Sunday, January 4th, 2009

Distance 19km | Time 5.5hrs | Ascent 240m | Descent 170m

I had a late start as I just wanted to walk the 17 km to Steindal. It looked like a large village on the map and I was hoping it would have a post office. I had decided to post the laptop back to Oslo.

If I decide to use a sled after Roros, in effort the halfway point, I might include it again. Otherwise it will join me on the kayak trip from May. In the meantime I will just have to make pictureless posts via my phone when mobile coverage allows. The map however, will continue to be updated every day via satellite.

There was a dusting of snow covering the tent in the morning. As I walked up the road past Ovre Oydnavatn lake flurries of snow came and went.
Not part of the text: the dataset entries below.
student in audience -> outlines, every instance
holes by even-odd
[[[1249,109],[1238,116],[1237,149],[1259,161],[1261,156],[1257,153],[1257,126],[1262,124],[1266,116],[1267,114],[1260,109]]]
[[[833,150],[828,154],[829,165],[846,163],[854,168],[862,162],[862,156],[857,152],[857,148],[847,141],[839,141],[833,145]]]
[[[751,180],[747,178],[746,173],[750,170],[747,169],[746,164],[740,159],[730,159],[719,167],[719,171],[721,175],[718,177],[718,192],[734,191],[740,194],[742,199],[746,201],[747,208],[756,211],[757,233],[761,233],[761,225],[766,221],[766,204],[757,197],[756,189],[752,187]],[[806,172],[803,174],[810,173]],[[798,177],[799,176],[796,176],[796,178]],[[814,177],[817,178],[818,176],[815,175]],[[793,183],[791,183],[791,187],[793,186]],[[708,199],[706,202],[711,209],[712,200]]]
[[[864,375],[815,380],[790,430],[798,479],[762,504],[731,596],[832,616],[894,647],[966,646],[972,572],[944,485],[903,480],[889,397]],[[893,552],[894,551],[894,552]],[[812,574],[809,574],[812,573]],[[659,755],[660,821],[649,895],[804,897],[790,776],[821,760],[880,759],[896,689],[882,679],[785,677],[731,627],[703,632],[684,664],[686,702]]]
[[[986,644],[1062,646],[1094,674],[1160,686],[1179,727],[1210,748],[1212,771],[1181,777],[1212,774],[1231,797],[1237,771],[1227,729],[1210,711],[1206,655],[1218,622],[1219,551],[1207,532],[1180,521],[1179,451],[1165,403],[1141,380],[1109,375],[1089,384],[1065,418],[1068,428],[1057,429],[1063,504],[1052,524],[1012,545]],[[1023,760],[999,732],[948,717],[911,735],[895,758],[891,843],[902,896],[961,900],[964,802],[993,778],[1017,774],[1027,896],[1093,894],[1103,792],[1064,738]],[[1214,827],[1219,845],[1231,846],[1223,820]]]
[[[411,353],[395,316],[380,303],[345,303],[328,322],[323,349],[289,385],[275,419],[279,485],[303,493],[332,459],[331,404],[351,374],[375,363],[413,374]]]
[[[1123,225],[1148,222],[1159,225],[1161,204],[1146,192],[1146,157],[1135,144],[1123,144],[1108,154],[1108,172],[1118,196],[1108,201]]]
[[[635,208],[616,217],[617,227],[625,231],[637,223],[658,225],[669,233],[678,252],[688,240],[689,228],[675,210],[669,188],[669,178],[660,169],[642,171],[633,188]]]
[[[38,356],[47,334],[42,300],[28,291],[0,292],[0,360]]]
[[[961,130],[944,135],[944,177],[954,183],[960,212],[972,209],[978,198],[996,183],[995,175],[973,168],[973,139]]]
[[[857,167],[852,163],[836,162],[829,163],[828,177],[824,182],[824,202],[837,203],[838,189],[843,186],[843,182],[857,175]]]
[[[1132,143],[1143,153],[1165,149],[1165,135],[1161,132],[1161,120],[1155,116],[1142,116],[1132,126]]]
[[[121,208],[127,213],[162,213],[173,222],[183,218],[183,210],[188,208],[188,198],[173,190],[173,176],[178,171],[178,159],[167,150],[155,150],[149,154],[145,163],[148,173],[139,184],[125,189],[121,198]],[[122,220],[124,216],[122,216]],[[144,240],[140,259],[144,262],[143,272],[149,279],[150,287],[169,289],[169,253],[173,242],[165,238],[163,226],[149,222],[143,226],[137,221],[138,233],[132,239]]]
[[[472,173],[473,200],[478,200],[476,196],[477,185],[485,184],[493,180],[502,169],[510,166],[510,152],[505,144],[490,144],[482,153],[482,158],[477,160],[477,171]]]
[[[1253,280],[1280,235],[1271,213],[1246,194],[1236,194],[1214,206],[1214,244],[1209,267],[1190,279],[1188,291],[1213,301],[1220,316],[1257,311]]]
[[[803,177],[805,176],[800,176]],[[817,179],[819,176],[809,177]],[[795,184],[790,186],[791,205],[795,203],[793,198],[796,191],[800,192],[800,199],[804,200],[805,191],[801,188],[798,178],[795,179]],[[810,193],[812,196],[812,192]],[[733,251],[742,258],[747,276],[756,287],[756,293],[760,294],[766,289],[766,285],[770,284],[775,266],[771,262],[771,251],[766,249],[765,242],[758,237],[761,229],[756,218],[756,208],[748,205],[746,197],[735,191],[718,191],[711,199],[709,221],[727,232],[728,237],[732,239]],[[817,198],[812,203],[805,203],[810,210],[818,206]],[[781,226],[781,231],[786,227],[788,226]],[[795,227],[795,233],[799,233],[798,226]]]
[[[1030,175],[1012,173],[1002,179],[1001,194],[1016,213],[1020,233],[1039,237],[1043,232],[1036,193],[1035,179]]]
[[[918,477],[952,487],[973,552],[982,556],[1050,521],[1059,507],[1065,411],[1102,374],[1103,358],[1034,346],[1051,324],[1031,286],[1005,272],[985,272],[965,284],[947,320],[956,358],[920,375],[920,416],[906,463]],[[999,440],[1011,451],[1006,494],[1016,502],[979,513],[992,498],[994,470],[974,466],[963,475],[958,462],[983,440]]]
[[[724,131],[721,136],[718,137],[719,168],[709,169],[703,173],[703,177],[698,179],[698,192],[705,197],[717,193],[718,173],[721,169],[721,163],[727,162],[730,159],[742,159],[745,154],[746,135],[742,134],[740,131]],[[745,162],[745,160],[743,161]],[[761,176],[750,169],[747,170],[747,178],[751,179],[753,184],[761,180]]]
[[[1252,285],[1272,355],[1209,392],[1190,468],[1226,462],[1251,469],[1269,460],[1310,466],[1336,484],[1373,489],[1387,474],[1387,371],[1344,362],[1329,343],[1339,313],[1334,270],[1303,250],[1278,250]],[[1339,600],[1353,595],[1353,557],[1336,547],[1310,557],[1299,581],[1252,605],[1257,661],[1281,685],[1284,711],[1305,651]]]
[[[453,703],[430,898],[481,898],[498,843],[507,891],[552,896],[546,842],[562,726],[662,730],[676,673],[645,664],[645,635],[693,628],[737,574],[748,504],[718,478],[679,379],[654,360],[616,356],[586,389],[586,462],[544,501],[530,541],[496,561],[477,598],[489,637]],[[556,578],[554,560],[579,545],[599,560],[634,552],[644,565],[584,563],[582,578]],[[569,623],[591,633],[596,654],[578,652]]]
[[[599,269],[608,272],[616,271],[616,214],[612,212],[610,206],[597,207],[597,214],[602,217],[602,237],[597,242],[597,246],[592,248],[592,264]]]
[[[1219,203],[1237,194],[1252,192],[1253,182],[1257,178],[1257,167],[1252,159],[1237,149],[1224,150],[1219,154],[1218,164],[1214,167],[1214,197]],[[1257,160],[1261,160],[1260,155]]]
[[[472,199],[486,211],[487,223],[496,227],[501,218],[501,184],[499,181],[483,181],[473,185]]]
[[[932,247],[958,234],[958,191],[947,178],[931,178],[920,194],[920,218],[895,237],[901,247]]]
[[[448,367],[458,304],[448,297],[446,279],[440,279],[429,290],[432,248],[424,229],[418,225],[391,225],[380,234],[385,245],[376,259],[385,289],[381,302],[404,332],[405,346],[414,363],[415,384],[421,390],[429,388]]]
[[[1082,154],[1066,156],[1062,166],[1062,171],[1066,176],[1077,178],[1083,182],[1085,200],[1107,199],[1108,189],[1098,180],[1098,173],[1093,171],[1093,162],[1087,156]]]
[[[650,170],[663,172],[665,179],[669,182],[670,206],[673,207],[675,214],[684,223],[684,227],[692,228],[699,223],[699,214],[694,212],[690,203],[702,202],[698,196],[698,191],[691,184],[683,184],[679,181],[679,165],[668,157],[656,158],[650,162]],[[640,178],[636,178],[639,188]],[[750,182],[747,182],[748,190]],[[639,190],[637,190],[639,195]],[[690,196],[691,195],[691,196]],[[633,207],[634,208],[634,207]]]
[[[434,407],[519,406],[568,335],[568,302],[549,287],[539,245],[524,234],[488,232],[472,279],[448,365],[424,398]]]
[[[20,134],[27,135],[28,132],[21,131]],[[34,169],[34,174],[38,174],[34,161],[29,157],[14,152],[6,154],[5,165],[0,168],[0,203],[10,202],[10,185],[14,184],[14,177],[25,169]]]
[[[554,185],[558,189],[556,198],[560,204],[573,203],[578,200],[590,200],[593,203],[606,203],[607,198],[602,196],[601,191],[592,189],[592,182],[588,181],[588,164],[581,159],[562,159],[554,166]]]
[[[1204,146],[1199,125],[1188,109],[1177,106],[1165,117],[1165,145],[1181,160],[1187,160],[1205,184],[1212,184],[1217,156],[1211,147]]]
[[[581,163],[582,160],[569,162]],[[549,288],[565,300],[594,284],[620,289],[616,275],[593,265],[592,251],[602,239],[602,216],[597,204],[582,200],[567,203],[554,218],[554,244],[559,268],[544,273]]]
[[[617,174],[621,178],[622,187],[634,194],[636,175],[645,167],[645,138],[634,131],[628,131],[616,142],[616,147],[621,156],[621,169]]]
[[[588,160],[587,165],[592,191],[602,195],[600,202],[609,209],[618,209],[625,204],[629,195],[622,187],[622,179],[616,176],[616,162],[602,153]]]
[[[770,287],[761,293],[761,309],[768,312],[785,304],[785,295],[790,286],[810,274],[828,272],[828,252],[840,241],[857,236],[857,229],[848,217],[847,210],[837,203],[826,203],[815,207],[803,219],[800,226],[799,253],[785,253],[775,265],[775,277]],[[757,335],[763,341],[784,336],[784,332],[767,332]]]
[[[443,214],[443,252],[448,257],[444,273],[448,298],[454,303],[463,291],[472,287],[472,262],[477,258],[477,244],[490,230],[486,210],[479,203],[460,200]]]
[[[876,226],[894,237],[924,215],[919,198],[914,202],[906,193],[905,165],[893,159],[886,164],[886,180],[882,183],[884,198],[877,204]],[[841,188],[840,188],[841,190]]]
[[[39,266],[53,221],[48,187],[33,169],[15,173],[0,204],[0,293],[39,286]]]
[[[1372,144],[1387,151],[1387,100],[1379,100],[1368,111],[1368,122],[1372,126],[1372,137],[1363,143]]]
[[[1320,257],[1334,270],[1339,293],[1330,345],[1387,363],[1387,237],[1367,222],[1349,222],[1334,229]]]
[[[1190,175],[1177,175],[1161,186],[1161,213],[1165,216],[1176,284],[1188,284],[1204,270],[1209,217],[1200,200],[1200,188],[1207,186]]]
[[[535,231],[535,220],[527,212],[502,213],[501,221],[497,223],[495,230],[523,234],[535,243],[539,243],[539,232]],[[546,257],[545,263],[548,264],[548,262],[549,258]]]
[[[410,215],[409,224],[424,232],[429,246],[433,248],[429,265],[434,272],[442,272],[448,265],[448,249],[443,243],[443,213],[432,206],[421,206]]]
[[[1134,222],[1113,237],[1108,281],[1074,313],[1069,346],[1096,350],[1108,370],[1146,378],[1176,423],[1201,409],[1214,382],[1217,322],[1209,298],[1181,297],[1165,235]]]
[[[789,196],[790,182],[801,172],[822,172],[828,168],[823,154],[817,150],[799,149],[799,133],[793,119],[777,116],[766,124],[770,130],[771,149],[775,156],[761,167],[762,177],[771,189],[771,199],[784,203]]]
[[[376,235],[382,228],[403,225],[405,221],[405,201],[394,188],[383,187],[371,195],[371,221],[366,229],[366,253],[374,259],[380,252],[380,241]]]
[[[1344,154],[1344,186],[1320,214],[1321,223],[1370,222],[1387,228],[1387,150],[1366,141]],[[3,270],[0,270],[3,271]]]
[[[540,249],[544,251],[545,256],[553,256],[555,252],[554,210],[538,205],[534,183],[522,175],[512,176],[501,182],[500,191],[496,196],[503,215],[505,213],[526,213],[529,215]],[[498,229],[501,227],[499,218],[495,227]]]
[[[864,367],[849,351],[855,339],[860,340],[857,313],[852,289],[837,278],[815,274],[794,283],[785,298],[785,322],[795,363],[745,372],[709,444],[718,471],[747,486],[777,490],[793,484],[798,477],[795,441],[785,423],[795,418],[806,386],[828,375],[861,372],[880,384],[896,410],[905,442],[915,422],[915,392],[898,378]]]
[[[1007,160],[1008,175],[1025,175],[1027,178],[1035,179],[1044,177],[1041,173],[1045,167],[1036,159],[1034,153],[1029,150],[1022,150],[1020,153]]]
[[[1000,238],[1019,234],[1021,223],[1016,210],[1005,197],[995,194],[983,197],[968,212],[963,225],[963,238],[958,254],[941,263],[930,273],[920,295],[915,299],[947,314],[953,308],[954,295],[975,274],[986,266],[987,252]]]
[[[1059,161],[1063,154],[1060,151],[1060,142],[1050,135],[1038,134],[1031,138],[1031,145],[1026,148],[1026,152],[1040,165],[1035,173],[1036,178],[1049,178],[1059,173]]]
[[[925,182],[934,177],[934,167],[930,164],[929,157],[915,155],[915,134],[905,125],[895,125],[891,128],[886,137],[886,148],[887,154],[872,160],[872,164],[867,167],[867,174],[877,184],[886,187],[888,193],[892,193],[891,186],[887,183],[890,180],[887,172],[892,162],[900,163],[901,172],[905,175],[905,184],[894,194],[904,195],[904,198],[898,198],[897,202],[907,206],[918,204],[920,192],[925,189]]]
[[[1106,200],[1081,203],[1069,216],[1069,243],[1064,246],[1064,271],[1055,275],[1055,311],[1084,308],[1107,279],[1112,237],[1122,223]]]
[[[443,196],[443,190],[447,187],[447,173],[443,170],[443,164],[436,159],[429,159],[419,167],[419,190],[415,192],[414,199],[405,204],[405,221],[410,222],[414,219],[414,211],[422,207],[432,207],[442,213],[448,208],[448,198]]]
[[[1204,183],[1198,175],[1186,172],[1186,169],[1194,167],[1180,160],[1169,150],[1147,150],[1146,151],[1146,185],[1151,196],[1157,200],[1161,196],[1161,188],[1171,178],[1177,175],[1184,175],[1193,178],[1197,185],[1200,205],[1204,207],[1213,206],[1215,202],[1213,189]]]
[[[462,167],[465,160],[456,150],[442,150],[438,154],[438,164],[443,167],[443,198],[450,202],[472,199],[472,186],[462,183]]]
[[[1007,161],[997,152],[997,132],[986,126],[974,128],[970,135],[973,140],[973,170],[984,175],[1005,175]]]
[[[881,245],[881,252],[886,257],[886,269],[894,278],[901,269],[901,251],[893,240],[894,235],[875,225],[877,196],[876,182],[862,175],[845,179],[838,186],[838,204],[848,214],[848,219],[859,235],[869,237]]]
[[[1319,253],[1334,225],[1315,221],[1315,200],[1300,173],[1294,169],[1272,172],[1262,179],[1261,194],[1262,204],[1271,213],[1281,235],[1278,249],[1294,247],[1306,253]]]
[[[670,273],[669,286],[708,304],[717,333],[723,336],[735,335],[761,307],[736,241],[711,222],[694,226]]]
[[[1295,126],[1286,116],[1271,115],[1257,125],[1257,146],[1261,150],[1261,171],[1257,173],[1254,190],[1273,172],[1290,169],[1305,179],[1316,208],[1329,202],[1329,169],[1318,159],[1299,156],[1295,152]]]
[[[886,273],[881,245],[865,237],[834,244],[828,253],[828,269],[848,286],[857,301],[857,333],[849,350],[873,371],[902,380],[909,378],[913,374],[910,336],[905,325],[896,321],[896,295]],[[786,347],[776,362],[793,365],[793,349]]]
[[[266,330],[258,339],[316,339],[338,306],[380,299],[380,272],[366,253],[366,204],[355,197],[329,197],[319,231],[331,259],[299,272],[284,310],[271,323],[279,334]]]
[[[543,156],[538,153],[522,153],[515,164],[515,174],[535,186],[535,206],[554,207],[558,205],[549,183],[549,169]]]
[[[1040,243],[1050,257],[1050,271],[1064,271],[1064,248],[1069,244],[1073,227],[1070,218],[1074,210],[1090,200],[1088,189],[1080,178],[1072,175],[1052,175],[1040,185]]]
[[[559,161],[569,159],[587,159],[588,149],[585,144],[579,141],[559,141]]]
It was getting more wintery. However, before long the sun was out again and the skies cleared and the temperature dropped.

I made easy time to the dormant village of Byremo past a very pretty hamlet beside the white frozen lake. I did not stop here but continued up the quiet snow covered road pushing to get to Steindal to camp nearby.

Steindal however was a major disappointment. It was a small hamlet with no facilities. There would be no coffee or chocolate, let alone a post office. Before I knew it I was through.

It was getting on a bit now and as I headed further north I started to look for campsites as I did not want to be caught in falling temperatures. 2km north of Steindal I spotted a potential site in mature spruce beside the river. After leaving the road and heading through the forest with my skis catching on all the lower branches I reached the spot.

Lo and behold at the spot was a small rustic workers cabin. A few of the windows were broken but it was open and on a side wall was a stove. I patched the windows with plastic and soon had a roaring fire going. I collected water from the river and settled down to a warm cosy evening. It was the first time I had been inside this trip and probably the first time I was above freezing point.

It was a very good ending to a good day. Hopefully the next village, Aseral, would have a post office so I could return some things to Oslo. Aseral was now a mere 16 km further north.